От всего этого лицо казалось каким-то беспомощным, наивно-младенческим. Но вот он надел очки — и сразу же преобразился, в лице появилось что-то менторское, холодноватое.
— Так вот, Саша, всего не только не упомнишь, по и не разглядишь сразу как следует. А вот сейчас я читал и, признаться, кое-что меня насторожило. Удивляюсь, как не заметил этого раньше. Мелочи, конечно, однако… В книге, например, в рассказе или в каком-нибудь романе, эти вещи могут быть и не замечены, а кино обладает страшной силой гиперболизации… — Ом замолчал, коротко поглядывая то на Коберекого, то на Мережко.
Александр был весь внимание, а Коберский, слушая и сразу же протестующе настораживаясь, смотрел в окно на темно-серые космы облаков, похожих на гигантские уродливые тени, медленно плывущие над крышами.
— Ну говори, говори же, Митя, — нетерпеливо сказал Мережко. — Что за привычка тянуть резину!
— О чем у тебя сценарий? — ткнул пальцем в него Осеин.
Это был один из тех вопросов, от которых Мережко всегда терялся. Ему было легче написать повесть, чем внятно растолковать, о чем она.
— Ну… — Мережко развел руками и поглядел на Коберского, как бы ожидая от него спасительной подсказки. Но тот молчал. — Ну… прежде всего о человеке.
— О каком человеке?
— Как это о каком?
— Ну, о хорошем или плохом, злом или добром, если уж говорить школярским языком…
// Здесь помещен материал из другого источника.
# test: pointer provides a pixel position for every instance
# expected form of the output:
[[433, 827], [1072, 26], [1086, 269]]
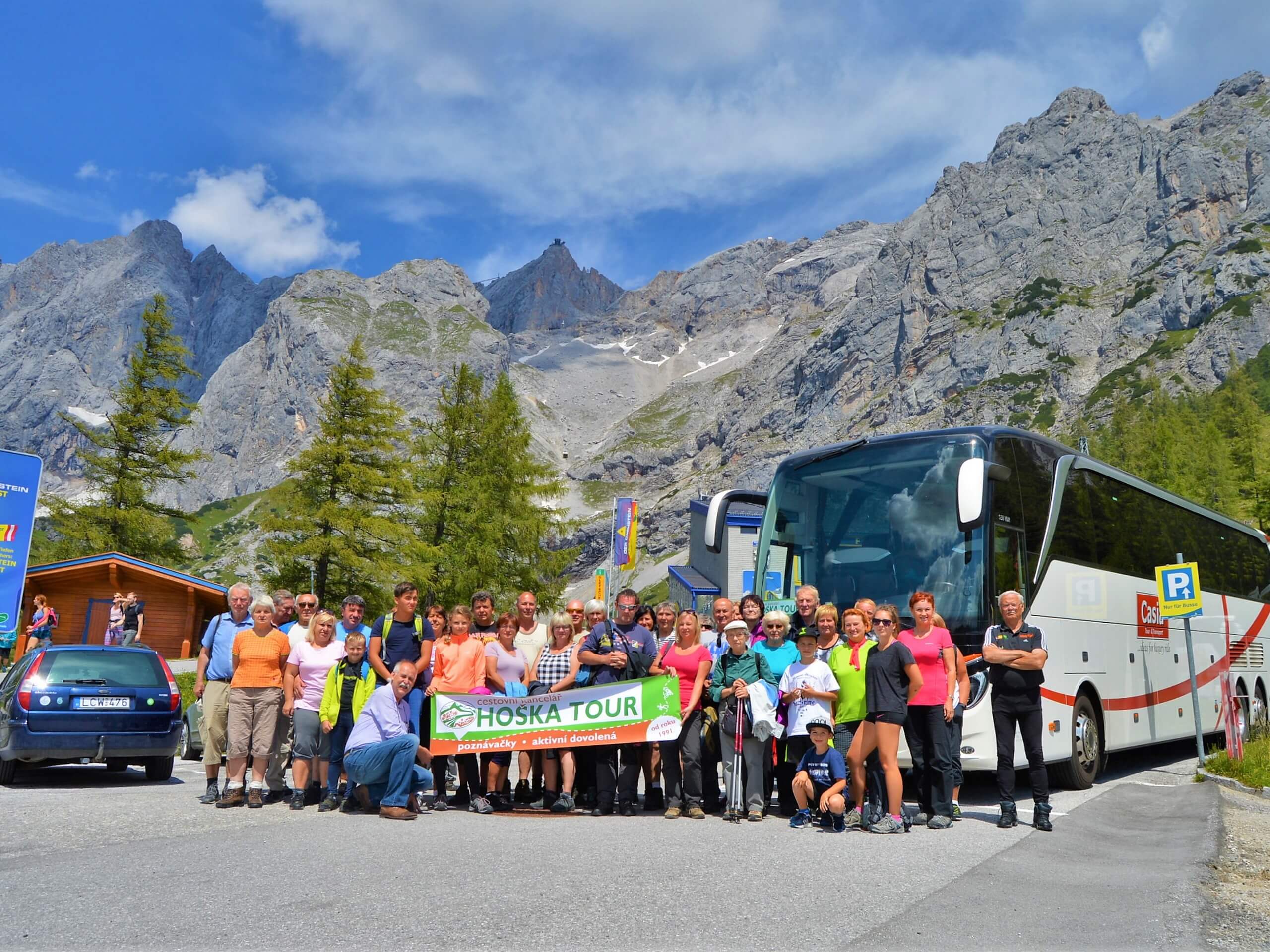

— О добром, — все еще не понимая, к чему клонит Осеин, улыбнулся Мережко.
— Нет, милый, не о добром!
— Мне-то лучше знать, о каком я хотел…
— Желание и его исполнение, как известно, — вещи, не всегда идущие друг другу навстречу. Твой герой не добрый, а всего лишь добренький. Его взбалмошная дочь не хочет идти в школу, просит отца, чтобы тот разрешил ей остаться дома… И что же? Он, взрослый человек, волевой и умудренный жизнью, с которого следует брать пример, разрешает ей это!
— Но она же неважно себя чувствует, больна…
— Чем она больна? Грипп, у нее температура?
— Нет, у нее конфликт в школе, она сама виновата в нем, девочка терзается, ей нужно успокоиться, подумать, осознать все спокойно, а у отца в тот день выходной, он хочет провести его с дочерью, о многом поговорить, и это будет гораздо полезнее для нее…
— Ну что ты мне-то объясняешь? Я все понимаю, но поймут ли правильно те, кто будет смотреть фильм? Ну, если бы такой фортель вдруг выкинул отрицательный герой — еще куда ни шло, а то симпатичный, положительный… Да и не болезнь вовсе у этой дурехи, а просто девичья блажь, с которой надо бороться не высокими душевными словами, а ремнем…
— Это болезнь, как и любая другая, — упрямо, начиная раздражаться, сказал Мережко. — И он у меня не просто добренький, а именно добрый, человек с умным сердцем.
— Ох, ох, ох, — покачал головой Осеин, — всему этому я верю, все это так, но что, к примеру, скажут учителя, узрев такой эпизод в фильме?
— А какое нам дело до того, что скажет какой-то учитель? — пружинисто выходя на середину комнаты и став к Осеину бочком, словно принимая боксерскую стойку, вмешался Коберский.
— Не «какой-то», ми-и-илый, а наш, советский! И не просто скажет, но и напишет, и не автору или режиссеру, а в газету, в Госкомитет…
— Госкомитет, как вам известно, сценарий вот с этим самым эпизодом утвердил, и один Осеин, к большому счастью для кино, изменить уже ничего не сможет, — сухо отрезал Коберский.
— Да я ведь только советую, мне-то что? Но вам все-таки следовало бы прислушаться, сценарий одно, а фильм — совсем, совсем другое. Разве мало потом вырезают из него? Вам ведь, милый, известно и такое?
— Известно даже, что и вообще на полку кладут!
— Ну, милый, вы не из тех режиссеров, фильмы которых кладут на полку, и все же… Зачем вам усложнять себе жизнь?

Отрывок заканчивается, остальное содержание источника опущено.